# LGB Big Thunder smoke?



## hans911 (Jan 9, 2008)

I recently purchased a little LGB Disney Big Thunder loco. It doesn't look like this comes with a smoke unit. 

Does anyone know if this originally came with smoke? If not, is there a simple way to add one? Any and all suggestions are appreciated.

Thanks


----------



## Dan Pierce (Jan 2, 2008)

92377 is a similiar loco and for analog track power operation you need a 18 volt smoke unit. 

Engine needs to be taken apart to connect the smoke unit wires the first time. 

Paste this link in your browser and look for 92377-1 

http://www.gartenbahn.at/index.php?menuid=34&reporeid=66


----------



## George Schreyer (Jan 16, 2009)

Pull off the stack and see if there is anything underneath. 

Also, see 

http://www.girr.org/girr/tips/tips1/big_hauler_tips.html 

for info about the existing smoke unit and the way to upgrade to a Seuthe (LGB) unit


----------



## hans911 (Jan 9, 2008)

Thanks for the tips guys.

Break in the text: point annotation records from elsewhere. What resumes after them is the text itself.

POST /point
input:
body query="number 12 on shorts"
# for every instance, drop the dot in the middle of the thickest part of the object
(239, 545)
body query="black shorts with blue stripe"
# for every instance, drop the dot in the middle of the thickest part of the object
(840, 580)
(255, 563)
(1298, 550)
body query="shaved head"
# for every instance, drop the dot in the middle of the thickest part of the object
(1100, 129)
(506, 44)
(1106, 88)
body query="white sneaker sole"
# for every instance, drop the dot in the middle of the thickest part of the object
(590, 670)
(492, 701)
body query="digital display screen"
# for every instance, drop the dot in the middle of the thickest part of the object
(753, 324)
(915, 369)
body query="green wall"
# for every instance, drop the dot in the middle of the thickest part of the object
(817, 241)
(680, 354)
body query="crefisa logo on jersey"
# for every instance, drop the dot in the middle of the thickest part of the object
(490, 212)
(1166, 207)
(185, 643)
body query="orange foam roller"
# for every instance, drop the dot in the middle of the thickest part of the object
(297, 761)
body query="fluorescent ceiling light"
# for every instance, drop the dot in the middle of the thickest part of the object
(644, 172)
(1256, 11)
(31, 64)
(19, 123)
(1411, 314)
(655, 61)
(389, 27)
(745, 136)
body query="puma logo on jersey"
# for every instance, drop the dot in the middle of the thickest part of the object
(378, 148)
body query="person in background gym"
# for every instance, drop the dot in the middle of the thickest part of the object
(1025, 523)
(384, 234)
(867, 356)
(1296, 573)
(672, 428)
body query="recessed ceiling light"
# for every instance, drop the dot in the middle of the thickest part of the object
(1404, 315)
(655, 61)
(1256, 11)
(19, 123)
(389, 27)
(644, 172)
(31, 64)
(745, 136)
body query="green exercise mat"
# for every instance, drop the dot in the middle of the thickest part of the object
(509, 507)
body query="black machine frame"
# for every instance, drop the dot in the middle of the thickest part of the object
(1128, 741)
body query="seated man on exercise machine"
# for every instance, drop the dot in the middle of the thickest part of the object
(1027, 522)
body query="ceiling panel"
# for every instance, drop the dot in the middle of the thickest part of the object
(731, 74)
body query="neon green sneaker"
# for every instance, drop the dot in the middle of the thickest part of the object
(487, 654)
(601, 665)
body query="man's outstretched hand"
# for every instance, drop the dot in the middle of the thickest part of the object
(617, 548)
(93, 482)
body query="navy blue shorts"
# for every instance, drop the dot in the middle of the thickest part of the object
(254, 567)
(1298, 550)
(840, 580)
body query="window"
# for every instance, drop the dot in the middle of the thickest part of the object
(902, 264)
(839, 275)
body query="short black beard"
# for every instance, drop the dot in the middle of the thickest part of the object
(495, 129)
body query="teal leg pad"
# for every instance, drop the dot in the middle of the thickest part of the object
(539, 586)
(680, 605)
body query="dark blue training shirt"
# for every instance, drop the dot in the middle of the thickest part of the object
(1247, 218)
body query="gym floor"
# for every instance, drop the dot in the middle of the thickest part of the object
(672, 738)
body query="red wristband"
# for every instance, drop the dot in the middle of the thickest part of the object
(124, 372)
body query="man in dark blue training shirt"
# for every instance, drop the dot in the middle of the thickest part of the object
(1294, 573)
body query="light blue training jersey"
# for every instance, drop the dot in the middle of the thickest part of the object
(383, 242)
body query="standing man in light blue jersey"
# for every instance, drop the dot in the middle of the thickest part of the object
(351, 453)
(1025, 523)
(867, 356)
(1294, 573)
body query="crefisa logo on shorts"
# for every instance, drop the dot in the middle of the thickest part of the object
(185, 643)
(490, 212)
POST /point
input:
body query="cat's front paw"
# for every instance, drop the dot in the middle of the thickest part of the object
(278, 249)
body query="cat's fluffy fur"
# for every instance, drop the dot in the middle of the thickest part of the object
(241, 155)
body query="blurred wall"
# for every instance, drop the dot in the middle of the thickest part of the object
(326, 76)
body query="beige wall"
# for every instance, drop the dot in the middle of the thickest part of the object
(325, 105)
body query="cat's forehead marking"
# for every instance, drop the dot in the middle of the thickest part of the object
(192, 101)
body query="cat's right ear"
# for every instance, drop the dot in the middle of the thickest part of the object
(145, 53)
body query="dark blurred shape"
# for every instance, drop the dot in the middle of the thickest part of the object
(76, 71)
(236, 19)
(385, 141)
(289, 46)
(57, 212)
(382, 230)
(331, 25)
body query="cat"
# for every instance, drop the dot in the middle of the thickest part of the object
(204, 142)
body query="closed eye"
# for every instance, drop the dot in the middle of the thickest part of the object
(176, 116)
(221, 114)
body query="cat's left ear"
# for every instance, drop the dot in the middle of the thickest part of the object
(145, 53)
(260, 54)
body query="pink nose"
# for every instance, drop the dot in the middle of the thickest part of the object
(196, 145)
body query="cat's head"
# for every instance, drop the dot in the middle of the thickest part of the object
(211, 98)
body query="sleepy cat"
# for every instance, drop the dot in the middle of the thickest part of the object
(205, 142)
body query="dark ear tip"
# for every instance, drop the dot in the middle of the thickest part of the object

It looks like I'll have to take things apart and see if I can drop an LGB smoke unit in. According to the exploded diagram there is a green and white wire underneath for power. Should I connect to that and fire it up?
Also how do I know it needs an 18 volt smoke unit and not a 5 volt one?

Paul H


----------



## George Schreyer (Jan 16, 2009)

Unless you install a 5 volt regulator, it will need a high voltage one. If you consistently run track voltages higher than 20 volts, use a 24 volt unit.


----------



## Dan Pierce (Jan 2, 2008)

For analog track power, this engine is best suited with an 18 volt smoke unit as the power to the track/engine is usually less than 18 volts. 

At 18 volts or more, the train is flying and cars will fall off the curves if plastic wheels on R1(4 foot diameter) curves. 

And yes for connecting to the green and white wires for a track power connection.


----------



## stevedenver (Jan 6, 2008)

well actually 
there should be pins on the board for the smoke unit-they should simply plug into the board-but stright from track will work fine too 

and the 18v smoke unit version is the one to use, unless as noted -you can put in a resistor and use a 5v0which will give better smoke without high track voltage 

the porters runs pretty efficiently and youll need to be flying to get much smoke 

did this with my Otto-not sure i would spend the money again given stingy smokage at normal voltage


----------



## Dan Pierce (Jan 2, 2008)

Steve, most toytrain engines (LGB series 9xxxx) I have seen do not have boards. There is a slot for a 3 position switch, but switch is missing.


----------



## hans911 (Jan 9, 2008)

Steve,
So based on your previous experience with this little loco sounds like you'd use the 5v unit with the resistor to have better smoke output? would you happen to have a rough wiring diagram for this?

PH


----------



## Dan Pierce (Jan 2, 2008)

Resistor for a 5 volt unit running on 18 volts needs to be a fairly large wattage. 

A 5 volt smoke unit draws approx 100ma, times 13 volts (assumed 18 minus 5) gives a resistor of 130 ohms at 1.3 watts, therefore needing a 2 to 3 watt resistor. 

I would go with the 18 volt unit for lower current draw and no resistor to burn my plastic engine frm the heat if run at 24 volts!!!! 

The smoke unit has a coating to prevent the heater from burning the plastic smoke stack. 

I use 5 volt smoke units when installing 6 volt egulators and I use the metal weight for te heat sink on the LM7806/7806 regulator. 

5 volt units run great on 6 volts as do the lights in engines. (LGB used up to 6.8 volts in many engines!!).


----------